The Primary is slated for March 15th. If Chaudhuri wins the primary from the heavily Democratic District 16, he would be as good as elected before the November general elections, making him the first Indian-American state Senator in North Carolina.
He is fighting a tough battle against his rival Ellis Hankins who was the head of North Carolina League of Municipalities for 17 years. The District 16 seat opened up when incumbent Josh Stein declared his run for state Attorney General. To date Chaudhuri has raised almost $290,000 from 571 contributors. “This is a very competitive Democratic primary,” he acknowledged.
Chaudhuri said he hoped the latest endorsements would increase the grassroots machinery he has working on his campaign including some 40 volunteers who have helped make some 62,067 calls and door knocks to voters. Hankins said he had “lots of volunteers” engaged in putting up neighborhood signs, and preparing for monitoring early voting sights and carrying out polling etc.
District 16 includes parts of Raleigh, Cary, Morrisville and western Wake County. Morrisville has a rising number of Indian-Americans and Chaudhuri hopes they will come out to swell his numbers on primary day. Chaudhuri said the labor groups’ endorsement recognized his career fighting for working families. “I have a track record of getting things done including taking on multibillion dollar companies to protect children on the Internet, and helping recover more than $100 million from life insurance companies,” he said.
In addition to the AFL-CIO, Teamsters Local 391, the Triangle Labor Council, the Raleigh Police Protective Association and the Raleigh Professional Fire Fighters Association, Chaudhuri has been endorsed by nine current and past elected officials: State Treasurer Janet Cowell, Raleigh Mayor Nancy McFarlane, State Representative Gale Adcock, Wake County Commissioner John Burns, Wake County Commissioner Sig Hutchinson, former Raleigh City Council Member Rodger Koopman, former Raleigh City Council Member Randy Stagner, Morrisville Town Council Member Steve Rao, and former Morrisville Mayor Margaret Broadwell.
Chaudhuri has a Masters in international affairs from Columbia University and a law degree from North Carolina Central University. He was a legislative aide to Democratic U.S. Senator Russell D. Feingold of Wisconsin.
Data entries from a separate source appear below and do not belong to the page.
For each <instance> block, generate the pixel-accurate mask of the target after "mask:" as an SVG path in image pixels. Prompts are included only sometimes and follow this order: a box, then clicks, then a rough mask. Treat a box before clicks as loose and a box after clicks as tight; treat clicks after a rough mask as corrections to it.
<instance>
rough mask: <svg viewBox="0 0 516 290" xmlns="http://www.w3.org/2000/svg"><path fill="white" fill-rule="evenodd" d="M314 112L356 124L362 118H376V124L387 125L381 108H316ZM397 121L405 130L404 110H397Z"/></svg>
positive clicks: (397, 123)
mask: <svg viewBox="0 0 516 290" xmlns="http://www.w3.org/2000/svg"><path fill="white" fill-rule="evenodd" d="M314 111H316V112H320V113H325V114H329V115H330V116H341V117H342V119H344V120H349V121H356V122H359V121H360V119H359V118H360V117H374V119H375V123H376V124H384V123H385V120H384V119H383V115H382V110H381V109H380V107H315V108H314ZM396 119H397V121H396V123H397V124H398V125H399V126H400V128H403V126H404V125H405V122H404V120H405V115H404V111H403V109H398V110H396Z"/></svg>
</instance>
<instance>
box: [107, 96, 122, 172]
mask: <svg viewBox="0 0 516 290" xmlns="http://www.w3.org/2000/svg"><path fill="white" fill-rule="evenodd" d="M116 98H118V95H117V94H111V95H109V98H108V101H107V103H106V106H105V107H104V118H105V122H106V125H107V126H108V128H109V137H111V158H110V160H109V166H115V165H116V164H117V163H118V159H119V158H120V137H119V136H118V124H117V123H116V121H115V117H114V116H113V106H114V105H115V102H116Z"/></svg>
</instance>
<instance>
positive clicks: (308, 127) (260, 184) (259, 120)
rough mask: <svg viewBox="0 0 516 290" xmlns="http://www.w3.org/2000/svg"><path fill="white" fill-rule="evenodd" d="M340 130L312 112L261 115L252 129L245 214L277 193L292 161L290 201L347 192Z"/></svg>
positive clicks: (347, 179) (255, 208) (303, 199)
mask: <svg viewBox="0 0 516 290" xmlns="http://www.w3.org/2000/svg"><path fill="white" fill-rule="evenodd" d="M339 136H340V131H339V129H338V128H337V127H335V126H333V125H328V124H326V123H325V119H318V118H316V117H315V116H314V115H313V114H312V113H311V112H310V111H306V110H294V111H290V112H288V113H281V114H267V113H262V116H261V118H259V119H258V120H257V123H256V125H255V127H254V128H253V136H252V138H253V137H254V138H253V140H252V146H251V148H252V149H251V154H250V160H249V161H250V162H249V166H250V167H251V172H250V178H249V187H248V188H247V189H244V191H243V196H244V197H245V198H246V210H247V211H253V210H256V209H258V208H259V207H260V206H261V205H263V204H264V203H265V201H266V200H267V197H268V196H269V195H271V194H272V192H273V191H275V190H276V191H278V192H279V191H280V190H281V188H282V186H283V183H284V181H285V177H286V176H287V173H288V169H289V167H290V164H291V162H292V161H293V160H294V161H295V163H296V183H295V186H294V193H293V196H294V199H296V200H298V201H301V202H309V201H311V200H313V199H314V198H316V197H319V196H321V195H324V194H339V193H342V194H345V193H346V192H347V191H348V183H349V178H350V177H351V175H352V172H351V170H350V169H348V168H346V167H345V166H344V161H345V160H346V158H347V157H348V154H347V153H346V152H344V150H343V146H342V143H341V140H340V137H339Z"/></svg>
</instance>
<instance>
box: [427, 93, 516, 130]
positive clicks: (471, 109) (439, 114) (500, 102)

From 2001 to 2009, he was special counsel to North Carolina Attorney General Roy Cooper, where he is credited with developing major policy initiatives such as drafting the statewide strategy to combat methamphetamine; spearheading the AG’s Campus Safety Task Force after the Virginia Tech shooting in 2006; being involved in the national multi-state investigation of MySpace and Facebook, helping negotiate an agreement between 49 state attorneys general and MySpace to create a task-force on online safety tools.
From 2009 to mid-2015, Chaudhuri was general counsel and senior policy advisor to State Treasurer Janet Cowell, where he managed all corporate governance and legal matters for the department which handled the $90 billion pension fund among other things. “When I announced my candidacy in May, I laid out my plan to meet, listen to and discuss issues with voters across the district so we can work together to move North Carolina forward,” said Chaudhuri. “We now have a strong grassroots-oriented staff to help us do exactly that.”